20 Daarom ontstak de toorn des HEEREN tegen Israel, dat Hij zeide: Omdat dit volk Mijn verbond heeft overtreden, dat Ik hun vaderen geboden heb, en zij naar Mijn stem niet gehoord hebben;
The anger of Jehovah was kindled against Israel; and he said, "Because this nation has transgressed my covenant which I commanded their fathers, and have not obeyed my voice;
21 Zo zal Ik ook niet voortvaren voor hun aangezicht iemand uit de bezitting te verdrijven, van de heidenen, die Jozua heeft achtergelaten, als hij stierf;
I will no longer drive out before them any of the nations that Joshua left when he died;
22 Opdat Ik Israel door hen verzoeke, of zij den weg des HEEREN zullen houden, om daarin te wandelen, gelijk als hun vaderen gehouden hebben, of niet.

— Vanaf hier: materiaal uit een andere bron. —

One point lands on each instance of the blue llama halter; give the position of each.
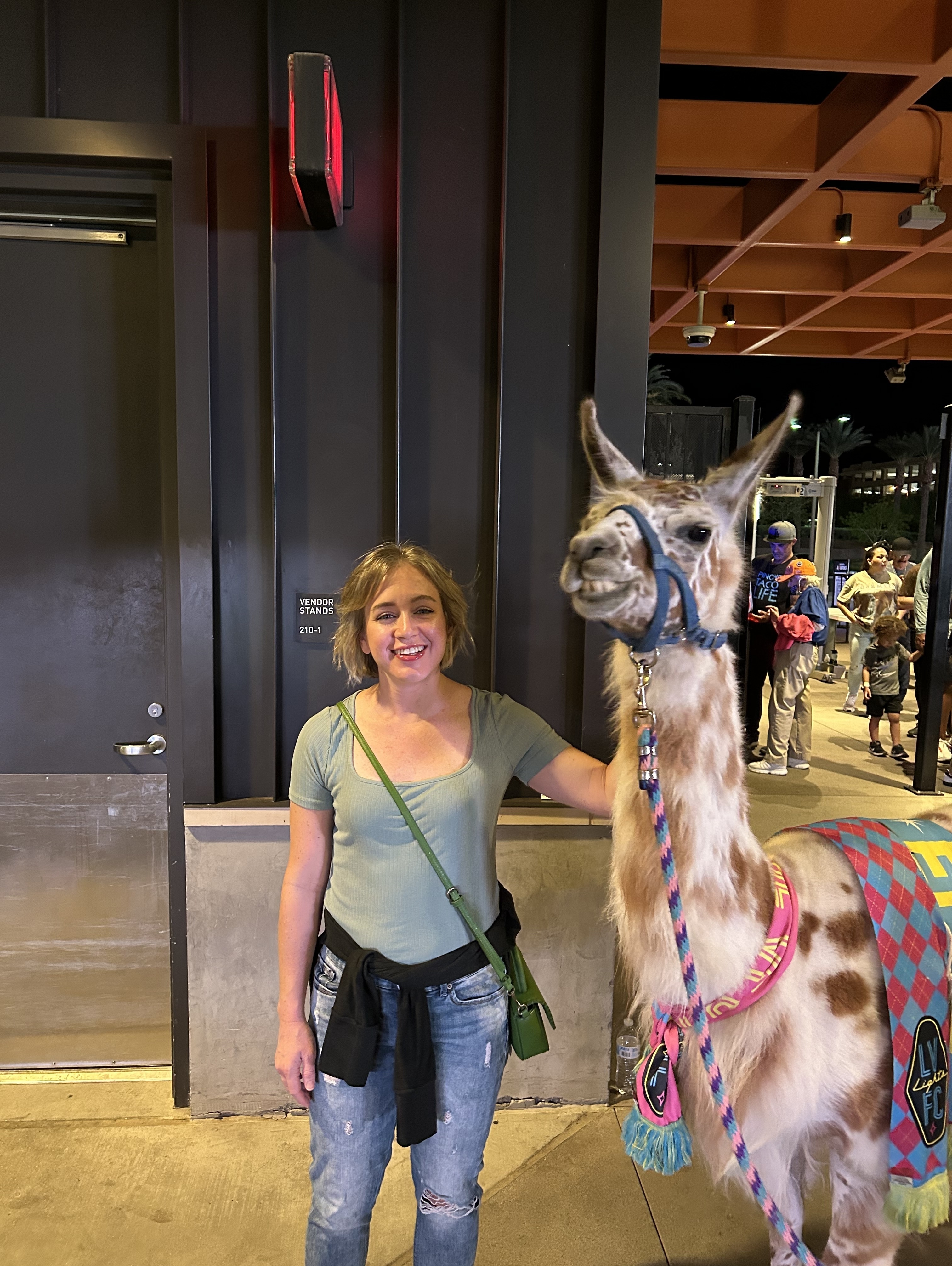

that by them I may test Israel, whether they will keep the way of Jehovah to walk in it, as their fathers kept it, or not."
23 Alzo liet de HEERE deze heidenen blijven, dat Hij hen niet haastelijk uit de bezitting verdreef; die Hij in de hand van Jozua niet had overgegeven.
So Jehovah left those nations, without driving them out hastily; neither delivered he them into the hand of Joshua.